Neighbors raise traffic concerns over Lincoln Park Trader Joe's

A new Trader Joe's may be coming to a busy part of Lincoln Park and could be open as soon as June of next year, but nearby residents first want to do what they can to avoid potential traffic and parking headaches the store might bring.

“This is going to change the nature of our neighborhood, big time,” said Diane Handelsman, who lives directly behind the proposed site on West Schubert Avenue, “We want [Trader Joe’s], but we want to maintain the quality of our lifestyles.”

About 75 community members attended a meeting Tuesday night at Louisa May Alcott School to discuss the project. 

Chief amongst the concerns of the attendees was the effect the store, which would be located on the corner of West Diversey Parkway and North Orchard Street, might have on local traffic. 

Particularly, residents expressed concerns over the proposed supermarket’s shipping plan, which would run semis down the narrow, residential streets of West Schubert Avenue and North Orchard Street before and after the store’s operating hours.

In lieu of using semis, many, including Alderman Vi Daley (D-43), supported the notion that Trader Joe’s use smaller trucks for more frequent deliveries on the streets.

One attendee, Stephen Roman, an architect and certified city planner, proposed an alternative delivery plan that would contain the delivery trucks on the commercial streets of Diversey Parkway and Clark Street, and would take advantage of the extended alley that would exist on the east side of the proposed Trader Joe’s.

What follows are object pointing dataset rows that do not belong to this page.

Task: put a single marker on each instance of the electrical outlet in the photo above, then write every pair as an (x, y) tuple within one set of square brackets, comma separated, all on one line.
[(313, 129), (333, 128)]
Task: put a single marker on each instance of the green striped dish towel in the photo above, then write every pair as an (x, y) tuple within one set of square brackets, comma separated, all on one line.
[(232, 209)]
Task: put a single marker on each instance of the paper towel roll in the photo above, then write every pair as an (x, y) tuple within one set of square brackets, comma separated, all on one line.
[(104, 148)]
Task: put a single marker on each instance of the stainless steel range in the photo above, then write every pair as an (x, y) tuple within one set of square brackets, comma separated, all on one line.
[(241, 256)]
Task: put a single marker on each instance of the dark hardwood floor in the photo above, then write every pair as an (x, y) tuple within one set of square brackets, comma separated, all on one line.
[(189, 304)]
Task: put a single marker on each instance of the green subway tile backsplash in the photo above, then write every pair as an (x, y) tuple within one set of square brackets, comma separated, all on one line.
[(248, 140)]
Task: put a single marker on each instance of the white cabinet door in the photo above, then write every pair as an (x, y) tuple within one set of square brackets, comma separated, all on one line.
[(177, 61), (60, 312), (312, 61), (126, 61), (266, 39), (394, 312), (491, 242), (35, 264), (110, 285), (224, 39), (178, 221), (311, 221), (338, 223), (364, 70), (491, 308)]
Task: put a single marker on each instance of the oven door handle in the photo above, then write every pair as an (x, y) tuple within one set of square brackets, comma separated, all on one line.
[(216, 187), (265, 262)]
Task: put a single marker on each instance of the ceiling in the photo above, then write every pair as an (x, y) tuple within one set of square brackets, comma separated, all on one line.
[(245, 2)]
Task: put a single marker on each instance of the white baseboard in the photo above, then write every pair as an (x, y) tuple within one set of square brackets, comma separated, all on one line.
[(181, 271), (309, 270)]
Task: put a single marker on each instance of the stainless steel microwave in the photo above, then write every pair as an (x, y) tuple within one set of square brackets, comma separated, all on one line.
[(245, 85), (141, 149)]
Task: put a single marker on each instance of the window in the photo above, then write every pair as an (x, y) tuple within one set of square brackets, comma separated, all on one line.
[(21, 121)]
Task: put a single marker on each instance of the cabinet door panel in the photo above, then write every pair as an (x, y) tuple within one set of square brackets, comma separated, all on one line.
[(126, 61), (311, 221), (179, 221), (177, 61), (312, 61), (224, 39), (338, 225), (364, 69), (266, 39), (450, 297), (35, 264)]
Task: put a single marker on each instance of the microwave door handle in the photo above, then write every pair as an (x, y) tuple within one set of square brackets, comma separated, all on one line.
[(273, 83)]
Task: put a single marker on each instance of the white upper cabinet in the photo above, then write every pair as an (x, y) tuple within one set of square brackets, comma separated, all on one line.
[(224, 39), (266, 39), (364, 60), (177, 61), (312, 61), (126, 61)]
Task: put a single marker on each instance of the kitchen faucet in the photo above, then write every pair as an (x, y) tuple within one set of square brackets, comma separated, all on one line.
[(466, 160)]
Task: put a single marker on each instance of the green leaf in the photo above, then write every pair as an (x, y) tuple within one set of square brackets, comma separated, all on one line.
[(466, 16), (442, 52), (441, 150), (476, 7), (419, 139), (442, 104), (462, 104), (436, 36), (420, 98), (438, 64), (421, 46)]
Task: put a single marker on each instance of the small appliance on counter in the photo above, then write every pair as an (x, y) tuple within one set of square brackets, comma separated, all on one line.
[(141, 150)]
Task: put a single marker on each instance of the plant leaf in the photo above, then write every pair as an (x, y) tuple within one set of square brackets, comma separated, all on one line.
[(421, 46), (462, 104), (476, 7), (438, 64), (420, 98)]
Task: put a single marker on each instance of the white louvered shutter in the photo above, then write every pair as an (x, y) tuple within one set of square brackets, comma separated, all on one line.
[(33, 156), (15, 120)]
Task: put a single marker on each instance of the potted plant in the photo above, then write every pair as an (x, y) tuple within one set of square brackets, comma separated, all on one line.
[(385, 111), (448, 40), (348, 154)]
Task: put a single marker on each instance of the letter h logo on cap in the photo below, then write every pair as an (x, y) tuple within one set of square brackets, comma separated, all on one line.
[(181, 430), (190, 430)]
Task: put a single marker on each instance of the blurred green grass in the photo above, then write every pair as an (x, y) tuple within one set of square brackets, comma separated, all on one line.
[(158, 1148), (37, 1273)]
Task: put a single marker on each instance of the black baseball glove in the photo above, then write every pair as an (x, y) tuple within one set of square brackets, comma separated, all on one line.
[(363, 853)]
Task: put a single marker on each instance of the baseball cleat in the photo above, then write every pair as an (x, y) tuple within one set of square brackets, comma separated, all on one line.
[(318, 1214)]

Several in the crowd cheered for Trader Joe’s to consider this option.

While Handelsman and Roman were among many who expressed concern over traffic and quality of life issues the store might bring, many others in attendance were strongly in favor of the new grocery store.

 “I am a devotee of Trader Joe’s. The closer it is to me the better,” insisted Gale Klein, a former president of the Park West Community Association. 

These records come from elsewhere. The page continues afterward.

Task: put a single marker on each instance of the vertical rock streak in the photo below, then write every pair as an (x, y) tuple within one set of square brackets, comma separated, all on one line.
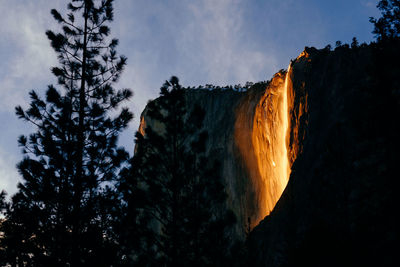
[(261, 134)]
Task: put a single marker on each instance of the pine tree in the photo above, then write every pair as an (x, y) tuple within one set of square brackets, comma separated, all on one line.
[(184, 195), (63, 213), (387, 26)]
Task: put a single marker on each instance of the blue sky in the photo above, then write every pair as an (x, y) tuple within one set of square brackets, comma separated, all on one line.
[(201, 41)]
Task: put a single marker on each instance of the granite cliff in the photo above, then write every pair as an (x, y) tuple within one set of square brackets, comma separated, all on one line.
[(308, 157)]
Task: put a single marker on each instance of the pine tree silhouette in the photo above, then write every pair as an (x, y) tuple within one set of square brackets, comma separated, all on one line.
[(63, 213), (387, 26)]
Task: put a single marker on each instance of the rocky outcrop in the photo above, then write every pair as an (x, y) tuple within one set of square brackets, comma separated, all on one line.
[(338, 208), (328, 124)]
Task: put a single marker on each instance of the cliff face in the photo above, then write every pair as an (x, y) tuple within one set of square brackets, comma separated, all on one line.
[(338, 208), (328, 124), (248, 134)]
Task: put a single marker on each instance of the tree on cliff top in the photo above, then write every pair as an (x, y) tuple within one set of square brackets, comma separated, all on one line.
[(184, 196), (387, 26), (62, 214)]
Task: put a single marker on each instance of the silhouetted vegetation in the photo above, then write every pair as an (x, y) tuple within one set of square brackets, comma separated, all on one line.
[(64, 211), (387, 26), (184, 198)]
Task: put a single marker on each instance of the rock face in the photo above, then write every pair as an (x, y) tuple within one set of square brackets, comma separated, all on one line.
[(248, 134), (328, 123)]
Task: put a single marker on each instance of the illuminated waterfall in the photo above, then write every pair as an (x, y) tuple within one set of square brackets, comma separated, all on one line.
[(261, 134)]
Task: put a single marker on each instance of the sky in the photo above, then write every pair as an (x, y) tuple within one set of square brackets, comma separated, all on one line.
[(220, 42)]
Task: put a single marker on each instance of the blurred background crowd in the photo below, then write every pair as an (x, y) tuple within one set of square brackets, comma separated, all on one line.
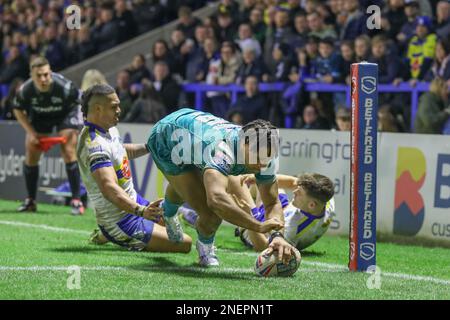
[(248, 43)]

Additionally, Ald. Daley voiced confidence in her constituents’ desire for the store. “I did a survey some time ago. They want a grocery store and the one they want is Trader Joe’s. This has been going on for years,” she said.

Chris Oakley, an architect with the project’s developers, led the presentation along with Ald. Daley and representatives from Trader Joe’s.  Oakley detailed the plans of the project, which would create a 15,000 square foot grocery store with a two-level parking garage on what is currently a parking lot.

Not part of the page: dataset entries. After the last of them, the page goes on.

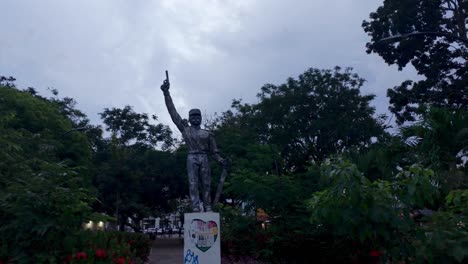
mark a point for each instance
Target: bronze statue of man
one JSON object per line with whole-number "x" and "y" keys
{"x": 200, "y": 144}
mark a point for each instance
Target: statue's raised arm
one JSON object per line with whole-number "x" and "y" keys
{"x": 170, "y": 105}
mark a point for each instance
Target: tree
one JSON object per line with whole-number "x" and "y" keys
{"x": 44, "y": 179}
{"x": 133, "y": 177}
{"x": 432, "y": 36}
{"x": 309, "y": 118}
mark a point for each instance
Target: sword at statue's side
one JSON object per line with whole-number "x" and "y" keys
{"x": 222, "y": 178}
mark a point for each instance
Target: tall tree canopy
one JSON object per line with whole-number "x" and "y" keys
{"x": 45, "y": 186}
{"x": 432, "y": 36}
{"x": 309, "y": 118}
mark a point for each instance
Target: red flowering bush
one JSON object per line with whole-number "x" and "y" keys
{"x": 107, "y": 247}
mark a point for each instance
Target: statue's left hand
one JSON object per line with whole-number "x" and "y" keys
{"x": 165, "y": 86}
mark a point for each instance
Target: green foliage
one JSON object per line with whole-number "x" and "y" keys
{"x": 45, "y": 190}
{"x": 438, "y": 51}
{"x": 135, "y": 179}
{"x": 307, "y": 119}
{"x": 445, "y": 236}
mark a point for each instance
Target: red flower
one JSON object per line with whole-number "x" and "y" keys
{"x": 81, "y": 255}
{"x": 101, "y": 253}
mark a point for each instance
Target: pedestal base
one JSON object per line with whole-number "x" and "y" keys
{"x": 202, "y": 238}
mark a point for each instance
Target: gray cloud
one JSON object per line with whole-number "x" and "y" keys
{"x": 114, "y": 53}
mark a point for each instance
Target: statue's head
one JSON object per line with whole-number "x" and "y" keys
{"x": 195, "y": 117}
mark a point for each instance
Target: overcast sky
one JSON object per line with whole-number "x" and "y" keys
{"x": 112, "y": 53}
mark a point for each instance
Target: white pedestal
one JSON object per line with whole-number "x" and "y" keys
{"x": 202, "y": 238}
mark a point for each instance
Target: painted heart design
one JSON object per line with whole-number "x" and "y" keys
{"x": 203, "y": 234}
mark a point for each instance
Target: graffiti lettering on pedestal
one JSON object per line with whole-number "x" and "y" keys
{"x": 190, "y": 257}
{"x": 203, "y": 234}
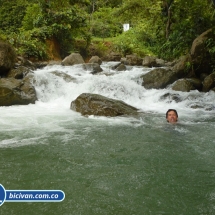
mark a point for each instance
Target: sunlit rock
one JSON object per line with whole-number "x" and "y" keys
{"x": 72, "y": 59}
{"x": 18, "y": 73}
{"x": 94, "y": 104}
{"x": 158, "y": 78}
{"x": 17, "y": 92}
{"x": 183, "y": 85}
{"x": 95, "y": 59}
{"x": 7, "y": 58}
{"x": 93, "y": 67}
{"x": 209, "y": 82}
{"x": 64, "y": 76}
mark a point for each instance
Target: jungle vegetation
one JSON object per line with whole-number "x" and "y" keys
{"x": 165, "y": 28}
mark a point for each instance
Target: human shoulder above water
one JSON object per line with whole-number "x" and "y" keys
{"x": 172, "y": 116}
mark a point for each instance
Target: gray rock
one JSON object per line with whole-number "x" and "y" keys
{"x": 94, "y": 104}
{"x": 7, "y": 58}
{"x": 209, "y": 82}
{"x": 64, "y": 76}
{"x": 159, "y": 78}
{"x": 17, "y": 92}
{"x": 95, "y": 59}
{"x": 72, "y": 59}
{"x": 18, "y": 73}
{"x": 183, "y": 85}
{"x": 93, "y": 67}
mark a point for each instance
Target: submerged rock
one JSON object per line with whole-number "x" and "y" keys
{"x": 17, "y": 92}
{"x": 93, "y": 67}
{"x": 158, "y": 78}
{"x": 72, "y": 59}
{"x": 64, "y": 76}
{"x": 183, "y": 85}
{"x": 95, "y": 59}
{"x": 94, "y": 104}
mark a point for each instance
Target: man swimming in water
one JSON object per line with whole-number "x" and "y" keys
{"x": 172, "y": 116}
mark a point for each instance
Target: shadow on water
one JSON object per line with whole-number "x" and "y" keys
{"x": 135, "y": 166}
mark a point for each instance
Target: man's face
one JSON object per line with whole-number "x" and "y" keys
{"x": 172, "y": 117}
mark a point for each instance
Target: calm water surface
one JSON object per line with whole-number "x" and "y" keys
{"x": 109, "y": 166}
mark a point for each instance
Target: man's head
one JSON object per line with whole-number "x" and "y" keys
{"x": 172, "y": 116}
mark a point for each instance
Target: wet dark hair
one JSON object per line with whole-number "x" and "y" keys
{"x": 171, "y": 110}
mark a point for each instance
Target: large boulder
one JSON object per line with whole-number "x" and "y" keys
{"x": 18, "y": 73}
{"x": 93, "y": 67}
{"x": 7, "y": 58}
{"x": 209, "y": 82}
{"x": 183, "y": 85}
{"x": 72, "y": 59}
{"x": 134, "y": 60}
{"x": 183, "y": 66}
{"x": 64, "y": 76}
{"x": 159, "y": 78}
{"x": 113, "y": 56}
{"x": 151, "y": 61}
{"x": 201, "y": 58}
{"x": 94, "y": 104}
{"x": 17, "y": 92}
{"x": 95, "y": 59}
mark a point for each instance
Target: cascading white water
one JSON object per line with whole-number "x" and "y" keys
{"x": 125, "y": 86}
{"x": 119, "y": 165}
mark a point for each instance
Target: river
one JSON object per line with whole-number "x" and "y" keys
{"x": 109, "y": 166}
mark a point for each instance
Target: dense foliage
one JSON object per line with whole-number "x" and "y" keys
{"x": 165, "y": 28}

“We don’t have building permits right now,” Oakley said. When asked why, Oakley responded that the developers’ design team is working towards finalizing the hefty documentation necessary to apply for the permits.

 “We hope to commence construction in the early fourth quarter of this year. That’s our goal,” he added.

The representatives from Trader Joe’s assured the assembly that their concerns over traffic and quality of life were being heard and would be carefully considered.

“Our main goal is to be great neighbors everywhere we go,” said Adam Mutolo, Trader Joe’s Regional Vice President.